Shakespeare Electronic Conference, Vol. 6, No. 0680. Thursday, 14 September 1995
 
 
(1)     From:   Chris Stroffolino <This email address is being protected from spambots. You need JavaScript enabled to view it.>
        Date:   Friday, 08 Sep 1995 11:10:05 -0400 (EDT)
        Subj:   Re: SHK 6.0677  Re: Teaching Shakespeare to Undergraduates
 
(2)     From:   Piers Lewis <This email address is being protected from spambots.

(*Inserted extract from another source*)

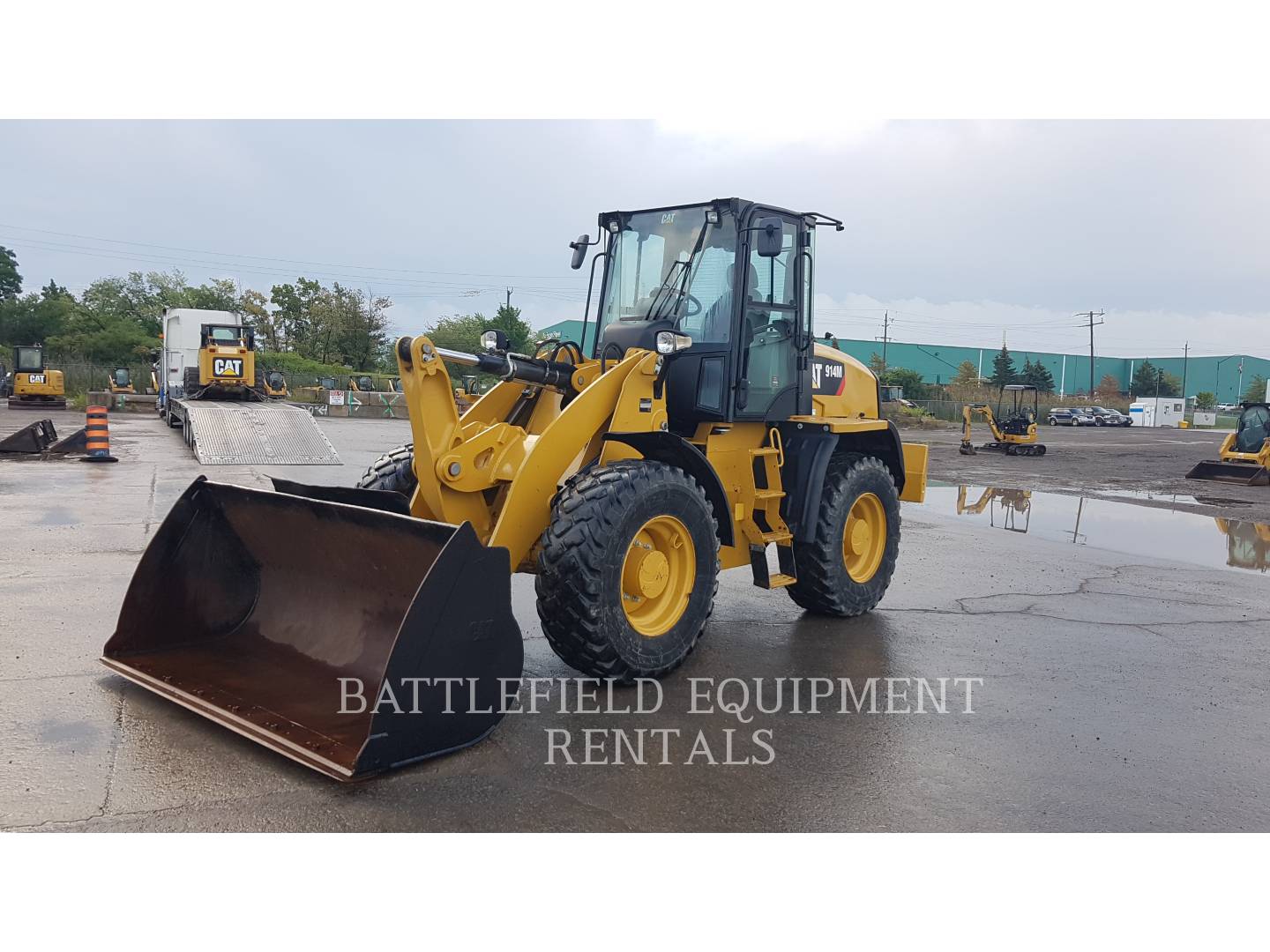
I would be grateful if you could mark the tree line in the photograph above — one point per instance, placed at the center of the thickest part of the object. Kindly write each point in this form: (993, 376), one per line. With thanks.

You need JavaScript enabled to view it.>
        Date:   Friday, 08 Sep 1995 09:30:59 -0600
        Subj:   teaching Shakespeare
 
(3)     From:   Hilary S Zunin <This email address is being protected from spambots. You need JavaScript enabled to view it.>
        Date:   Friday, 08 Sep 1995 10:14:27 EDT
        Subj:   Re: SHK 6.0672  Re: Teaching Shakespeare to Undergraduates
 
(4)     From:   Robert Dennis <This email address is being protected from spambots. You need JavaScript enabled to view it.>
        Date:   Friday, 8 Sep 95 11:49:05 -0400
        Subj:   Re: SHK 6.0677  Re: Teaching Shakespeare to Undergraduates
 
 
(1)----------------------------------------------------------------------------
From:           Chris Stroffolino <This email address is being protected from spambots. You need JavaScript enabled to view it.>
Date:           Friday, 08 Sep 1995 11:10:05 -0400 (EDT)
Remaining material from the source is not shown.